I have a 2HP 4 Gallon Central Pneumatic pancake air compressor. Last year when I used it, it ran fine. When I turned it on it would fill the tank with air, power off when it reached 115 psi and power back up when it droped below 50 I think. This year it seems to power off when it is reaches 115 psi and does not power back up when the pressure gets below 50psi. I have to keep releasing the remaining air from the tank and turning it back on again. Does any body have a clue why it would be doing this or how to fix this?


----------



## eanderso13 (Apr 10, 2008)

I bought a Central Pneumatic compressor a few years ago. Didn't get to use it that year, pulled it out summer of next year, fired it up, it worked fine...once.

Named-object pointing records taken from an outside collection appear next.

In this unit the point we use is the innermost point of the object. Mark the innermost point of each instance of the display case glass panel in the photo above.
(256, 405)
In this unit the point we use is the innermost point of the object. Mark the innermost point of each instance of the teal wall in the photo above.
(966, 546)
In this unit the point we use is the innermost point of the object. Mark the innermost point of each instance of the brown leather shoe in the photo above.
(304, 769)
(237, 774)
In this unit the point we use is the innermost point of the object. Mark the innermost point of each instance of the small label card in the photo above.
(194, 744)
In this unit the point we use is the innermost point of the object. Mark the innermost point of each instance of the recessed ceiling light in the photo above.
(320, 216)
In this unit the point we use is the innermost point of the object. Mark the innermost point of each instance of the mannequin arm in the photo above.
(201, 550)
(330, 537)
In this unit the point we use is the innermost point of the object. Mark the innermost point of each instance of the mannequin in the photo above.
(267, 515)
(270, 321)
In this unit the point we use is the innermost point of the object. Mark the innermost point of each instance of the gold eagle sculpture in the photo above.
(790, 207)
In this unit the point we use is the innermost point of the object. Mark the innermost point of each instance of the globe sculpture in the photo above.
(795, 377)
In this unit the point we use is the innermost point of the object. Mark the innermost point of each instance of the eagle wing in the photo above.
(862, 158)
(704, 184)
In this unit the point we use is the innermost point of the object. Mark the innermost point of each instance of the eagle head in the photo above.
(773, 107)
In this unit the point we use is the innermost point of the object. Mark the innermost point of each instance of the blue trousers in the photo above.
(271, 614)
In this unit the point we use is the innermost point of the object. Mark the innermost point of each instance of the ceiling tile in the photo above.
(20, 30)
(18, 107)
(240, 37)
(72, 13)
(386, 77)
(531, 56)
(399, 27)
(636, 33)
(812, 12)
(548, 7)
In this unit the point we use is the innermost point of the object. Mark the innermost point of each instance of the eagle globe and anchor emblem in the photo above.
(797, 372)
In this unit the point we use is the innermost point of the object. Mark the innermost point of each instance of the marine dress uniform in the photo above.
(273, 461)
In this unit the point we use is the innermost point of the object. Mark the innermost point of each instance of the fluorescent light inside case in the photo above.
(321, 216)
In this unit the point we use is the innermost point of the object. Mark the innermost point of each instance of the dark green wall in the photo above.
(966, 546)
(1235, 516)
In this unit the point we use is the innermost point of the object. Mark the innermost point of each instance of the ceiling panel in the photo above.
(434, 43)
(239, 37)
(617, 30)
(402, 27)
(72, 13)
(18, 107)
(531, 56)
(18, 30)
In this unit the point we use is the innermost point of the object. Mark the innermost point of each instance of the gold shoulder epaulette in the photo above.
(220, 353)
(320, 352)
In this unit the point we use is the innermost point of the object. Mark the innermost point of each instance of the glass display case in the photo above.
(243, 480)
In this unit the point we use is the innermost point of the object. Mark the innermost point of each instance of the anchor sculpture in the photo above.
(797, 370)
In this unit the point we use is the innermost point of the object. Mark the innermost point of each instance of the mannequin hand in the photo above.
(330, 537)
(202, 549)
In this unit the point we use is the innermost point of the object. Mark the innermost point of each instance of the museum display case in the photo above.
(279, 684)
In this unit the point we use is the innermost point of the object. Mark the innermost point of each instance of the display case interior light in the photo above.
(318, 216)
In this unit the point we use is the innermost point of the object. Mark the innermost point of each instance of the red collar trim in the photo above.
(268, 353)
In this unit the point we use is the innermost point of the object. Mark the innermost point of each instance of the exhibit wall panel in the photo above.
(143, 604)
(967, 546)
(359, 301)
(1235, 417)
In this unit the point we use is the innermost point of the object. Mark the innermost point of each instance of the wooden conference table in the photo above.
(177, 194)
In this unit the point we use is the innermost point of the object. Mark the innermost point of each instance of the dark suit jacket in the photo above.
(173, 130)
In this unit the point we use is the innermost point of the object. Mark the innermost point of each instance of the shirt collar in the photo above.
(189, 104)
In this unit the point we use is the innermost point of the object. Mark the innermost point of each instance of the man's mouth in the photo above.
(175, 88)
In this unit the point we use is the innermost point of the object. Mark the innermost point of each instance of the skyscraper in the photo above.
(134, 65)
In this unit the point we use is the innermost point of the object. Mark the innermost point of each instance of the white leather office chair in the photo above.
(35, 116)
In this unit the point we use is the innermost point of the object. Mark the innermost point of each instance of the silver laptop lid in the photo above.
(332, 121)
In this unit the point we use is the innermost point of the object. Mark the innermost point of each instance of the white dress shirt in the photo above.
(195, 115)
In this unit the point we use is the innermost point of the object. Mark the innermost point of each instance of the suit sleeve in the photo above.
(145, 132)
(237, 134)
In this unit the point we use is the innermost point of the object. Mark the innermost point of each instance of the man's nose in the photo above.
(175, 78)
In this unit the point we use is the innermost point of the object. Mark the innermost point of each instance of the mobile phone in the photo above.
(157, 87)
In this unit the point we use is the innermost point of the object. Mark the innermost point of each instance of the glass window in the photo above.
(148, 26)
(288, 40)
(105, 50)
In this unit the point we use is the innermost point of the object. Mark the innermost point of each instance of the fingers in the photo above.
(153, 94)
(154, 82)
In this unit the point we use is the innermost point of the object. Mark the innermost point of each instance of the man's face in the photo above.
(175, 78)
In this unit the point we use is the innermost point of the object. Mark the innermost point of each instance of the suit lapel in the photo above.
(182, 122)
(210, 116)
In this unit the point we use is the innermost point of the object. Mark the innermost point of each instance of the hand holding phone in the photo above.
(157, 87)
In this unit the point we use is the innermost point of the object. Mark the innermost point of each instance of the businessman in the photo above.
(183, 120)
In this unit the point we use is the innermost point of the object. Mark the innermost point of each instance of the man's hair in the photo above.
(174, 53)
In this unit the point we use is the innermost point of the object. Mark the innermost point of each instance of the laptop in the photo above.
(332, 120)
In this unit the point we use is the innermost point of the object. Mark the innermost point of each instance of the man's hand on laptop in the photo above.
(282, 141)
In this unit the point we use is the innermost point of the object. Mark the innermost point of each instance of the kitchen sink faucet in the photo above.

I talked to Harbor freight and they said they thought it was a check valve that regulates any back pressure on the cylinder head. they sent me a new one and I have yet to try to fix it because I bought a monster 25 gallon Craftsman that just needed a new head gasket and I've used it ever since with no problems.


----------



## farmer (Aug 22, 2008)

i might be you pressure switch that controls the compresser. check the settings on it. or it might be faulty


----------



## slightlymad (May 25, 2006)

farmer said:


> i might be you pressure switch that controls the compresser. check the settings on it. or it might be faulty


Ditto Sometimes these are presented as 2 adjustable knobs other times they are screw adjustable under a box like cover plate. Ether way they are spring loaded and often stick. I like to back them off for storage and regularly spray with wd 40


----------



## HauntCast (Jul 25, 2008)

I spayed the mechanism down with WD40 and it seems to work fine. Everyone, thanks for your help!


----------